What is MIP-4/CCL18 Human, His and what are its fundamental structural characteristics?

MIP-4/CCL18 Human recombinant protein with histidine tag is a single, non-glycosylated polypeptide chain containing 93 amino acids, consisting of the MIP-4 sequence (typically spanning positions 22-89 of the native protein) with an additional 25 amino acid His-tag at the N-terminus.

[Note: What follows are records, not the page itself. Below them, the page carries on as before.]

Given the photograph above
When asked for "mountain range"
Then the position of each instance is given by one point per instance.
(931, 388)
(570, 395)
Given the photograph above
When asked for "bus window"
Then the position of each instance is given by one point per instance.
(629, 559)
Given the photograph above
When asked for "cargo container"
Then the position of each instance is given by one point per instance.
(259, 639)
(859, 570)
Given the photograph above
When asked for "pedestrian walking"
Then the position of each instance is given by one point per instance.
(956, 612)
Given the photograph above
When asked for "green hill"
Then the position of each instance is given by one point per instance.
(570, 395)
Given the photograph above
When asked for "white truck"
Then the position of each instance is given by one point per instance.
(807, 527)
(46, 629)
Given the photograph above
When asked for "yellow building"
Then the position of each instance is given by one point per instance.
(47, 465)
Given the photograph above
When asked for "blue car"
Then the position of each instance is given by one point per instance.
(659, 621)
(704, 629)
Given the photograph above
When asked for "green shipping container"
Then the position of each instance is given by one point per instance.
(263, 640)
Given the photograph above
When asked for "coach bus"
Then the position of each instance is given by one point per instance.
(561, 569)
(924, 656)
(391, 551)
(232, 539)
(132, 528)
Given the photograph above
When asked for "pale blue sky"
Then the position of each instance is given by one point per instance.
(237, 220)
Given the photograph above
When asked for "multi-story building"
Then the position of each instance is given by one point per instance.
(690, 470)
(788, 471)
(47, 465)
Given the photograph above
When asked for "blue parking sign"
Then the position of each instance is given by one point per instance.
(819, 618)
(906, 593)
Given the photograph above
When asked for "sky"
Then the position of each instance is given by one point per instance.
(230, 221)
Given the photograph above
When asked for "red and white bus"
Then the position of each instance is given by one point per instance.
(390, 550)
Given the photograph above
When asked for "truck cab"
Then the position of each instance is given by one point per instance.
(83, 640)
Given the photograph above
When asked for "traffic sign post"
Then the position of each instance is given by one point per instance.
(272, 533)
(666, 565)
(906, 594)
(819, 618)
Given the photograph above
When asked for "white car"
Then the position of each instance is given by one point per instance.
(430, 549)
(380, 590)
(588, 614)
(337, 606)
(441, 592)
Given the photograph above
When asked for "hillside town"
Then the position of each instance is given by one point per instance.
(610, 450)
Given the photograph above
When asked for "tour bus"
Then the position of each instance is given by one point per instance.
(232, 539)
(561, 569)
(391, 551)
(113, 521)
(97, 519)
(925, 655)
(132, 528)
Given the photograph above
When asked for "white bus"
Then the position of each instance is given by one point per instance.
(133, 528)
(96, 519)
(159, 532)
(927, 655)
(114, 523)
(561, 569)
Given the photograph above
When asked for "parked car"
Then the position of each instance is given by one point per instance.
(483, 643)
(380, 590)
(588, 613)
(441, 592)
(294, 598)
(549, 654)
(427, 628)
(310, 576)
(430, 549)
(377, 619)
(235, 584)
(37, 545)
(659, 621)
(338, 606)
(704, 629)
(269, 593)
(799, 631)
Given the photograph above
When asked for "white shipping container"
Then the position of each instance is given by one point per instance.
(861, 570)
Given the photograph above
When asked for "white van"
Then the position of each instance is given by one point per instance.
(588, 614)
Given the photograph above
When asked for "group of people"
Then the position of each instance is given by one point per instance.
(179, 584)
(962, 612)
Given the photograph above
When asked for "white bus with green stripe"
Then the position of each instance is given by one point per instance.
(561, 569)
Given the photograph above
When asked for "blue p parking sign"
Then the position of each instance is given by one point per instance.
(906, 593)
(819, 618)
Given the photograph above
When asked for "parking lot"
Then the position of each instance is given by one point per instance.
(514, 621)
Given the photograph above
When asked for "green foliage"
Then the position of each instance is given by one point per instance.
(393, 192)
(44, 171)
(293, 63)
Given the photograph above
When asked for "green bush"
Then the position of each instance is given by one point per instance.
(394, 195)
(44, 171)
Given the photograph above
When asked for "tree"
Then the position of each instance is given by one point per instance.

It has a molecular mass of approximately 10.4-13 kDa and is produced in E. coli expression systems . The protein is typically purified to greater than 95% purity as determined by SDS-PAGE .

The amino acid sequence is: "MGSSHHHHHH SSGLVPRGSH MGSHMQVGTN KELCCLVYTS WQIPQKFIVD YSETSPQCPK PGVILLTKRG RQICADPNKK WVQKYISDLK LNA" . This chemokine belongs to the CC chemokine family and plays significant roles in immune cell regulation and inflammatory processes.

What receptors does MIP-4/CCL18 interact with and what are their biological implications?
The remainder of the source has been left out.